July 10, 1890
After his last visit to Paris, which everyone agrees was tense and strained, Vincent writes to his brother Theo and sister-in-law Jo:
Dear brother and sister,
Jo’s letter was really like a gospel for me, a deliverance from anguish which I was caused by the rather difficult and laborious hours for us all that I shared with you…
Once back here I too still felt very saddened, and had continued to feel the storm that threatens you also weighing upon me. What can be done – you see I usually try to be quite good-humoured, but my life, too, is attacked at the very root, my step also is faltering. I feared – not completely – but a little nonetheless – that I was a danger to you, living at your expense – but Jo’s letter clearly proves to me that you really feel that for my part I am working and suffering like you.

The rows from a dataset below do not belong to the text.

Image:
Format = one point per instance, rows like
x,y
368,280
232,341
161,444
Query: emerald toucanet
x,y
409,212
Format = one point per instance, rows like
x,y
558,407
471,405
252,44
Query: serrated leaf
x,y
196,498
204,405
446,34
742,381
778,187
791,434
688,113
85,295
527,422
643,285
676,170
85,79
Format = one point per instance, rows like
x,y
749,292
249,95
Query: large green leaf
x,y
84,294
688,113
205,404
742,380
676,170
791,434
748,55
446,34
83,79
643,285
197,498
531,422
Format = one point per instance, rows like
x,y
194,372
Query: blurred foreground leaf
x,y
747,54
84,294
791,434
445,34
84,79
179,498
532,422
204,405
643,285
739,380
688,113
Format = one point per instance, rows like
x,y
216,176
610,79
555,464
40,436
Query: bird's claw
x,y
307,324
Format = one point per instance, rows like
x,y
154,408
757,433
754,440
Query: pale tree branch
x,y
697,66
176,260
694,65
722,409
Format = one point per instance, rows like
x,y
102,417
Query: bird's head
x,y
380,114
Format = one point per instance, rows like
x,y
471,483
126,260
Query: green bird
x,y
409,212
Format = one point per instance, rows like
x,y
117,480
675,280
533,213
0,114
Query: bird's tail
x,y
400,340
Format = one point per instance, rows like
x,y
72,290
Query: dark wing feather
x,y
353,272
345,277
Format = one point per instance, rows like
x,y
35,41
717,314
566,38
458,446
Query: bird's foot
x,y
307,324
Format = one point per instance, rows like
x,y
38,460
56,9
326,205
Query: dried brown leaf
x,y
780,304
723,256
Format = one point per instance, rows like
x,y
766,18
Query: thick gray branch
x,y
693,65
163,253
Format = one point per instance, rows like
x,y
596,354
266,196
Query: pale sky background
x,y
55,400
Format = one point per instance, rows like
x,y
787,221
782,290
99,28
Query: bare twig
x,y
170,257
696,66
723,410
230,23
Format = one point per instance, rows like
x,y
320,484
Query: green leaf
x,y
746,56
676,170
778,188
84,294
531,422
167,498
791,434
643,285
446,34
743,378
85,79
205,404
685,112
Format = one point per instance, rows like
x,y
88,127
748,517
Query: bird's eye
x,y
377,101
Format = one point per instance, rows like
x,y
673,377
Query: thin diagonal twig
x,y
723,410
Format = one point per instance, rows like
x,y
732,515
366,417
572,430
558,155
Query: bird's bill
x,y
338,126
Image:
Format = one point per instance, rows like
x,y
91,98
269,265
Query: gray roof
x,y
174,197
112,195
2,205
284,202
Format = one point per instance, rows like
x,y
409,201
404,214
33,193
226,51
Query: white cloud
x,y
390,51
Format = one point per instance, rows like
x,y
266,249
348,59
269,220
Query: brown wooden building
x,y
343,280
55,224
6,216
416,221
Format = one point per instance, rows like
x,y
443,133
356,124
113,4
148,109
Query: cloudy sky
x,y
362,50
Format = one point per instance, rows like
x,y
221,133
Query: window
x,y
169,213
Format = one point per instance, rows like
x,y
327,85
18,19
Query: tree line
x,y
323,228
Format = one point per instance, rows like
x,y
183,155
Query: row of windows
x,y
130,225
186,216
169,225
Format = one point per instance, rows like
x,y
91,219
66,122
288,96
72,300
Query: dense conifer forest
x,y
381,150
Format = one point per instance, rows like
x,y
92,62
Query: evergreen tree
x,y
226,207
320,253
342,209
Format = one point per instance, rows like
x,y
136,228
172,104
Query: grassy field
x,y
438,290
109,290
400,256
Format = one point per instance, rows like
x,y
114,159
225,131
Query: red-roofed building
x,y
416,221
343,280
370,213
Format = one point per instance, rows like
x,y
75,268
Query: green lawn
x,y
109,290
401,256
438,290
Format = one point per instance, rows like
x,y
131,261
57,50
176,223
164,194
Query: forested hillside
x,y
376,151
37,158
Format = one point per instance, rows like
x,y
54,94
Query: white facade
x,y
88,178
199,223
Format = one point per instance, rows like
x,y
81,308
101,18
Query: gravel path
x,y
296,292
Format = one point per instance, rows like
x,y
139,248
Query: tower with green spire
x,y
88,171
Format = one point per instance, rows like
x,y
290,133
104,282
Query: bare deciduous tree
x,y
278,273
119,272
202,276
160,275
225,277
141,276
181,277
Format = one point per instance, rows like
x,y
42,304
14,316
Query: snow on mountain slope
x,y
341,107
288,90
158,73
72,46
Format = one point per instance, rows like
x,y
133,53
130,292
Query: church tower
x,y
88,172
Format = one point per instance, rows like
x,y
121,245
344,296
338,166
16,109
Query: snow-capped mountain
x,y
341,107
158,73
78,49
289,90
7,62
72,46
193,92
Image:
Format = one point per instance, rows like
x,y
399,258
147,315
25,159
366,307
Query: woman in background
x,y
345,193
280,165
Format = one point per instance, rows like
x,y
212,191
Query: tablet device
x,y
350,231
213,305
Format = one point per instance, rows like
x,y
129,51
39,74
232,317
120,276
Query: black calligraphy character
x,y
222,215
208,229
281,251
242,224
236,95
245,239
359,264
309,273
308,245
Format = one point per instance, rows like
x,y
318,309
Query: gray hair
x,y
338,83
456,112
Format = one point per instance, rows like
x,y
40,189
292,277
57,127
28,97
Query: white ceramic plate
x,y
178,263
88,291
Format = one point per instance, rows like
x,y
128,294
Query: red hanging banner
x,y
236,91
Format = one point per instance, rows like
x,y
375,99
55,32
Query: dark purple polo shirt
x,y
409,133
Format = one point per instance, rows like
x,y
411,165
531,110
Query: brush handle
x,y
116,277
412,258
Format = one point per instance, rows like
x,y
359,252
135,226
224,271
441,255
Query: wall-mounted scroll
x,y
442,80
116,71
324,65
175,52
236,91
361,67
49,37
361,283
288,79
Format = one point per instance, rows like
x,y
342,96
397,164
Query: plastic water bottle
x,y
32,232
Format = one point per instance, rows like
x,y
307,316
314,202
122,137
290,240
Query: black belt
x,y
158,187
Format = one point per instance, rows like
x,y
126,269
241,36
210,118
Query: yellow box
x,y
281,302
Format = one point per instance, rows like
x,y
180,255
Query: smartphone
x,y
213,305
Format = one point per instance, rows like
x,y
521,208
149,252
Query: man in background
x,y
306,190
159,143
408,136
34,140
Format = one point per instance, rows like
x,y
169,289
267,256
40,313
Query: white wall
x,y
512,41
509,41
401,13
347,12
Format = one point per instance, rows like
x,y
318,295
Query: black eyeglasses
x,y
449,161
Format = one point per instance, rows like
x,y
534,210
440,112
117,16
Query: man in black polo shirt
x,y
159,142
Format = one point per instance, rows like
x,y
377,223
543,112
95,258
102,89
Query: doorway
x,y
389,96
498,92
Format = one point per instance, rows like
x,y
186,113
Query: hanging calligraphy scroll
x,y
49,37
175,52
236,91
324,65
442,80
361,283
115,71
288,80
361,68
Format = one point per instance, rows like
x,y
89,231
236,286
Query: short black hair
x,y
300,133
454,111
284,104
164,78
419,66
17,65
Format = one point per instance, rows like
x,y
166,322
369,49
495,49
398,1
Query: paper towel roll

There – once back here I set to work again – the brush however almost falling from my hands and – knowing clearly what I wanted I’ve painted another three large canvases since then. They’re immense stretches of wheatfields under turbulent skies, and I made a point of trying to express sadness, extreme loneliness. You’ll see this soon, I hope – for I hope to bring them to you in Paris as soon as possible, since I’d almost believe that these canvases will tell you what I can’t say in words, what I consider healthy and fortifying about the countryside…
I often think of the little one, I believe that certainly it’s better to bring up children than to expend all one’s nervous energy in making paintings, but what can you do, I myself am now, at least I feel I am, too old to retrace my steps or to desire something else. This desire has left me, although the moral pain of it remains…
Wishing you luck and good heart and relative prosperity, please tell Mother and Sister sometime that I think of them very often, besides this morning I have a letter from them and will reply shortly.
Handshakes in thought.
By the end of the month, he will be dead.